Dive Brief:
- The National Labor Relations Board (NLRB) has vacated its recent joint employment ruling, Hy-Brand Industrial Contractors, Ltd. and Brandt Construction Co. The move puts the Browning-Ferris standard for joint employment under the National Labor Relations Act back into effect.
- The decision comes after NLRB's inspector general questioned the validity of Hy-Brand based on board member Bill Emanuel's relationship with Littler Mendelson P.C., the firm that was involved in the original Browning-Ferris case. Emanuel was formerly an attorney with the firm.
- The Browning-Ferris standard, established during the Obama administration, expanded the definition of "joint employer" to companies that have "indirect control" over workers, and that ruling is now back in effect. The Obama-era standard was met with intense backlash from the employer community, as opponents to the ruling said it threatened well-established franchising relationships, among others.
Dive Insight:
At the end of 2017, the NLRB sought to take advantage of a Republican majority and pass a number of decisions before former board member Philip Miscimarra ended his term. Hy-Brand was among them, making a splash thanks to its reversal of the controversial Browning-Ferris.

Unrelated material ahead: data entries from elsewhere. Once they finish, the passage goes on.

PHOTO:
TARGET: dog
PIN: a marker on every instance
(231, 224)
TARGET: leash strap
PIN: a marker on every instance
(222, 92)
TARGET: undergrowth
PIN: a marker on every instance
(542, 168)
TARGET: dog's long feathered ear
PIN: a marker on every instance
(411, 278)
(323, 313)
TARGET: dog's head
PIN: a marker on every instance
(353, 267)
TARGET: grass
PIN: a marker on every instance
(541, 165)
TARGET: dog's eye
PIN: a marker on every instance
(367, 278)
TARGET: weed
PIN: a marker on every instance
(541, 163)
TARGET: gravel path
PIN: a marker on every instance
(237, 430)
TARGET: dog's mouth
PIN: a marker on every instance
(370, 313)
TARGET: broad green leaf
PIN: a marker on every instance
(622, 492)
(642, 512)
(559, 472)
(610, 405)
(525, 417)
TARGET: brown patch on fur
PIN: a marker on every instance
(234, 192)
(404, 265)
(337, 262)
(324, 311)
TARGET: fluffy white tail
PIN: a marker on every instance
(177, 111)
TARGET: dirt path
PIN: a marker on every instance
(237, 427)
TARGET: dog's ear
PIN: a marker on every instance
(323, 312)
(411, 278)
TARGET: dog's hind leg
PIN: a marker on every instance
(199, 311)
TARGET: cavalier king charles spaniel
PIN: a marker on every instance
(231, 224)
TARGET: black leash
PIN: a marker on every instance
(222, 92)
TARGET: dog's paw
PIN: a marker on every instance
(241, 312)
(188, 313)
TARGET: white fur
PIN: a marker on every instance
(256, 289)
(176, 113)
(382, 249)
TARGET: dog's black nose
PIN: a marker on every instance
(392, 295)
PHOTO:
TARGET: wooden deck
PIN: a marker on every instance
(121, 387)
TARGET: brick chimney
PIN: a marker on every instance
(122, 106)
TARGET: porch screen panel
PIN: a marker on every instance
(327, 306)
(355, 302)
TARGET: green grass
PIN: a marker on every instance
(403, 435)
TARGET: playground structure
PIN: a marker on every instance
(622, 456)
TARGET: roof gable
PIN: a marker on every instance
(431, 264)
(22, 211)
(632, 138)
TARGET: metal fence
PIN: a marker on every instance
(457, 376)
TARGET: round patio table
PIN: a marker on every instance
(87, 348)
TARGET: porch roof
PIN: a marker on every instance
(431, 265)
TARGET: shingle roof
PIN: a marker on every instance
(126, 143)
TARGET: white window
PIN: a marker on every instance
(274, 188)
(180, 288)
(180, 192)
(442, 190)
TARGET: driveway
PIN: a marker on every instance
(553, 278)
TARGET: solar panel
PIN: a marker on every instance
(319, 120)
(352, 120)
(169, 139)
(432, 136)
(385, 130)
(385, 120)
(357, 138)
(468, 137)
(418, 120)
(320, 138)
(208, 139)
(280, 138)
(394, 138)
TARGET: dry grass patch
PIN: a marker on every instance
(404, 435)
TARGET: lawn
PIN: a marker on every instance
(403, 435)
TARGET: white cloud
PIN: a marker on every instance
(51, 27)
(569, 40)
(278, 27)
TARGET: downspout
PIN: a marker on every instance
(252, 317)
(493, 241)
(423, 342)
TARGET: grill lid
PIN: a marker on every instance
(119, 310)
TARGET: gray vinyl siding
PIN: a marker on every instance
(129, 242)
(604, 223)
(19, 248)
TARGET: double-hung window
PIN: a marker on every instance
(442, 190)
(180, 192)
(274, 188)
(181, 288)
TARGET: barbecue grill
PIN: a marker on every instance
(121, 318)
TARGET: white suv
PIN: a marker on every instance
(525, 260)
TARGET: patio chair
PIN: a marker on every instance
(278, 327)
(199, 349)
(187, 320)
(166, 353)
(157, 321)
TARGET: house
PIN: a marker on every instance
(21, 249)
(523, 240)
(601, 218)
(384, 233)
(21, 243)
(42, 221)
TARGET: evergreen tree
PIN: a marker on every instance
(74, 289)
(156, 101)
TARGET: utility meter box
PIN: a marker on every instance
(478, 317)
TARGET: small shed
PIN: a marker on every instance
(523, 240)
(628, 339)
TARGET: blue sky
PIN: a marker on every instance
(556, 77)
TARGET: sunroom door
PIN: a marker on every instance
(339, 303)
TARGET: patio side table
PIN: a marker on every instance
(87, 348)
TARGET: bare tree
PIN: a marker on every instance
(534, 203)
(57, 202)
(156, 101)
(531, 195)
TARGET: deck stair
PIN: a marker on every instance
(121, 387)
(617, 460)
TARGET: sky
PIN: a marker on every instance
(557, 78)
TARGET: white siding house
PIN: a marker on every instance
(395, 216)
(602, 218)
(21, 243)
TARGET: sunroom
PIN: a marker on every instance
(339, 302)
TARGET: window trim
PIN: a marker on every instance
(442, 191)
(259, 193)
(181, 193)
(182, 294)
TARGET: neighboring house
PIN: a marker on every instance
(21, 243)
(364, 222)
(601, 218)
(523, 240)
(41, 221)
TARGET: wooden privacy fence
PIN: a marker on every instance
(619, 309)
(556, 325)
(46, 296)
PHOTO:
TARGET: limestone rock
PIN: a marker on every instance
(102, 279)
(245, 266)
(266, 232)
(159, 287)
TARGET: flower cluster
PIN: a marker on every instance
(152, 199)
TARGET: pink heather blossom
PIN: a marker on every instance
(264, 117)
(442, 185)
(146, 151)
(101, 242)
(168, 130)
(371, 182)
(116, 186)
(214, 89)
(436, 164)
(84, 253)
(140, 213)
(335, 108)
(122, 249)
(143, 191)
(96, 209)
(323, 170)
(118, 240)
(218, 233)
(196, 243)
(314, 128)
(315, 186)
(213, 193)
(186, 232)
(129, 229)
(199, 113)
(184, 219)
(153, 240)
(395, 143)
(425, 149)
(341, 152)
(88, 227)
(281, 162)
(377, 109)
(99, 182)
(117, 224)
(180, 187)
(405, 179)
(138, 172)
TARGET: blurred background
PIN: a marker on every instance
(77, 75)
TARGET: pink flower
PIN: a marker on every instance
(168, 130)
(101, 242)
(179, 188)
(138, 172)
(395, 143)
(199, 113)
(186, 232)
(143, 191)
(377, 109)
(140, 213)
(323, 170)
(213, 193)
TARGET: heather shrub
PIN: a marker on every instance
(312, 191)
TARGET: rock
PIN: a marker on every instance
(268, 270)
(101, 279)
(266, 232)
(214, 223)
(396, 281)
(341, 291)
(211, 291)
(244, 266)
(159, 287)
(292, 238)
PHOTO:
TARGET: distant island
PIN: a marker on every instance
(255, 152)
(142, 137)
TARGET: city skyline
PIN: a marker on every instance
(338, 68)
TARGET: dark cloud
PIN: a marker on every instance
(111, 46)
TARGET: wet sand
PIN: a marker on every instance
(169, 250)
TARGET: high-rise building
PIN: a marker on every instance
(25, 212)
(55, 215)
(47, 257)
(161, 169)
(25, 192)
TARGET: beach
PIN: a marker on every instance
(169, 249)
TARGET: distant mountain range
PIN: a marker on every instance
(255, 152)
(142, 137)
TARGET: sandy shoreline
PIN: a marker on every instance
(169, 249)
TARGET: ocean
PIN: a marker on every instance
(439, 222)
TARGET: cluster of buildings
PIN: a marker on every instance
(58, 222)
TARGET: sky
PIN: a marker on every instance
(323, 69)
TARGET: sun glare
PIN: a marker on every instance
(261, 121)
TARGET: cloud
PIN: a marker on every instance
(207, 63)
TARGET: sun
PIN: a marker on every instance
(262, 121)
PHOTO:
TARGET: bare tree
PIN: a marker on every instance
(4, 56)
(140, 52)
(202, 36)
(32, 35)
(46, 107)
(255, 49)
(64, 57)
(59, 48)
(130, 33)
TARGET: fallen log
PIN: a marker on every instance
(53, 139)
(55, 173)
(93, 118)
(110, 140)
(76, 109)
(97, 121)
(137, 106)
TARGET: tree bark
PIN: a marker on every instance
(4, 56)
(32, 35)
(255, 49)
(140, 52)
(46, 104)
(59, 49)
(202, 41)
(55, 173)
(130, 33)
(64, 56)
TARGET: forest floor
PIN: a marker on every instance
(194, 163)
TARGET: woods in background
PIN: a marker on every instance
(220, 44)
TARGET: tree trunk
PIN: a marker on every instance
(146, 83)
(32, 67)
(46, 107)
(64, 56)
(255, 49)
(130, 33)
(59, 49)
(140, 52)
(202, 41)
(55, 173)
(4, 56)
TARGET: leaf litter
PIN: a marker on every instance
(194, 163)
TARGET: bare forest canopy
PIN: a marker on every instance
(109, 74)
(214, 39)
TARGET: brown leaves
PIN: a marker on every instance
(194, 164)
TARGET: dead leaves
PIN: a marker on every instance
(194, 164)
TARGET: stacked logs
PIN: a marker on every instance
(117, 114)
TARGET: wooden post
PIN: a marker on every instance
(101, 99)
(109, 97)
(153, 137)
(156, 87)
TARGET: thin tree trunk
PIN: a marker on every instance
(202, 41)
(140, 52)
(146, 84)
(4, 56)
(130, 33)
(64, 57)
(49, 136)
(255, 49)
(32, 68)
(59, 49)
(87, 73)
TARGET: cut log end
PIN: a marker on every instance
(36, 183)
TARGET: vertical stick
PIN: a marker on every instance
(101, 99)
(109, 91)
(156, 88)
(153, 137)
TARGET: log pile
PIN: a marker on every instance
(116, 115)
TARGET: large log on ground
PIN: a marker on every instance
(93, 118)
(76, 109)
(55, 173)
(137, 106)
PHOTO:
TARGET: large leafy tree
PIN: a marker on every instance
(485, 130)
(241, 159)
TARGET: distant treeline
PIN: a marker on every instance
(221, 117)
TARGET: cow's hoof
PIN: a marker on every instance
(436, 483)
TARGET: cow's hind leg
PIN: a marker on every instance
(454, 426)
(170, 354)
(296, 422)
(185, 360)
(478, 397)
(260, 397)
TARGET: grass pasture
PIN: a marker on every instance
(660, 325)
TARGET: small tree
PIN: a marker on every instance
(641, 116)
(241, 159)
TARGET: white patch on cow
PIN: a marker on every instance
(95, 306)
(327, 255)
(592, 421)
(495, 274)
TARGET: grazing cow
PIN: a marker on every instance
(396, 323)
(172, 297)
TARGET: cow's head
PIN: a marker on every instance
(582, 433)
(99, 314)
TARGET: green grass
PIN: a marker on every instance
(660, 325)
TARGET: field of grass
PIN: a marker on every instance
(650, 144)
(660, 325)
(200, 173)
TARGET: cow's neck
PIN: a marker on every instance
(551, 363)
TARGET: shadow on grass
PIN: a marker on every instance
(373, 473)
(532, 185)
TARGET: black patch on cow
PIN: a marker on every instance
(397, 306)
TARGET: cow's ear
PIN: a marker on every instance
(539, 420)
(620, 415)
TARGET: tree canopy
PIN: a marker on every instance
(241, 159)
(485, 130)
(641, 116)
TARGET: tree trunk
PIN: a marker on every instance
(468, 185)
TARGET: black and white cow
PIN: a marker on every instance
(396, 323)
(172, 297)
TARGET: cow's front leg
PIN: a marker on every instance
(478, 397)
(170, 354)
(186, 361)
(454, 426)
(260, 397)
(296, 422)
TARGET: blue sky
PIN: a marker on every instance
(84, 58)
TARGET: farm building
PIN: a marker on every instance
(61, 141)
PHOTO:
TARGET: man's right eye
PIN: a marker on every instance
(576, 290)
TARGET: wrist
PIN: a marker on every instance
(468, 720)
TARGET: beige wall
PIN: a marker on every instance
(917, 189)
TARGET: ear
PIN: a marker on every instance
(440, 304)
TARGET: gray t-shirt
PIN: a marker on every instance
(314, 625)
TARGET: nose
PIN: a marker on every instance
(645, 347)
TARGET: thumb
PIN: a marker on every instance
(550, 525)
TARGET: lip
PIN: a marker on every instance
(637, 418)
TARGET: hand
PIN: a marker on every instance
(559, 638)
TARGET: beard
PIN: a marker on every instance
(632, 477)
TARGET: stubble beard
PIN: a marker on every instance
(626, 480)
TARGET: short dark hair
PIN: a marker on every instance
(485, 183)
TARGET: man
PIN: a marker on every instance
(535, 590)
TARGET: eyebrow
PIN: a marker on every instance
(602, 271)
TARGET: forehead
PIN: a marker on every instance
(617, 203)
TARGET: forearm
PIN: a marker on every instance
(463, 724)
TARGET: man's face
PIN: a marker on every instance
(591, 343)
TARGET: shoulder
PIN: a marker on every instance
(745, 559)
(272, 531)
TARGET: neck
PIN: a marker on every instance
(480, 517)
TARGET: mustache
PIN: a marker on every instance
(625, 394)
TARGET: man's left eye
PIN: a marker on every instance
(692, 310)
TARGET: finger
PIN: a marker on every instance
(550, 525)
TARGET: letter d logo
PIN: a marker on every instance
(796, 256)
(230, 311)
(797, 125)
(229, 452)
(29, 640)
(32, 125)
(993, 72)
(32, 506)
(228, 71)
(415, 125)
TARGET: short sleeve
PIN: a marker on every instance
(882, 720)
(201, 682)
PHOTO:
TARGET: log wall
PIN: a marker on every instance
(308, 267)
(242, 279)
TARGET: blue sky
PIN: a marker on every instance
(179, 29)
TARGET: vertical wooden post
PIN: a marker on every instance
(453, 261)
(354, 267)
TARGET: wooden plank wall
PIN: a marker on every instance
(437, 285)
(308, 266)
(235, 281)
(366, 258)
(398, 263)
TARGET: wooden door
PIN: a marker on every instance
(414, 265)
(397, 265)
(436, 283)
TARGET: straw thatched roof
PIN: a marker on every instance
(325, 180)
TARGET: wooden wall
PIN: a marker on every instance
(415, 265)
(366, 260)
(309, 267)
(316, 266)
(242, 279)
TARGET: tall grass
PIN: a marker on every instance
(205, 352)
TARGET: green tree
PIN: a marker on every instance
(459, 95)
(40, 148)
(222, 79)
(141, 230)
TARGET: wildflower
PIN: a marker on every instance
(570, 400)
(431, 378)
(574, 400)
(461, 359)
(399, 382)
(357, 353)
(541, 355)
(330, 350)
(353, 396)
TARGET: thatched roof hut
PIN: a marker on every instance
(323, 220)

But now the stability the employer community hailed with Hy-Brand is no more, and the U.S. Circuit Court of Appeals for the D.C. Circuit, which was set to review Browning-Ferris, has already remanded the case back to the NLRB. In response, some business groups have turned to the Save Local Business Act, which still sits at the Senate. The bill intends to codify the "direct control" joint employer standard into law. After Hy-Brand, a stall was expected, as the need for the bill was not considered pressing — but now it's likely the pressure is back on.
"The NLRB’s decision to vacate its own recent ruling on joint employer liability now puts greater pressure on the Senate to pass the Save Local Business Act," Trey Kovacs, labor policy expert at the Competitive Enterprise Institute, said in a statement. "This turn of events illustrates how no decision by the Board is permanent and why it is crucial for Congress to set a standard into law instead of letting regulators decide."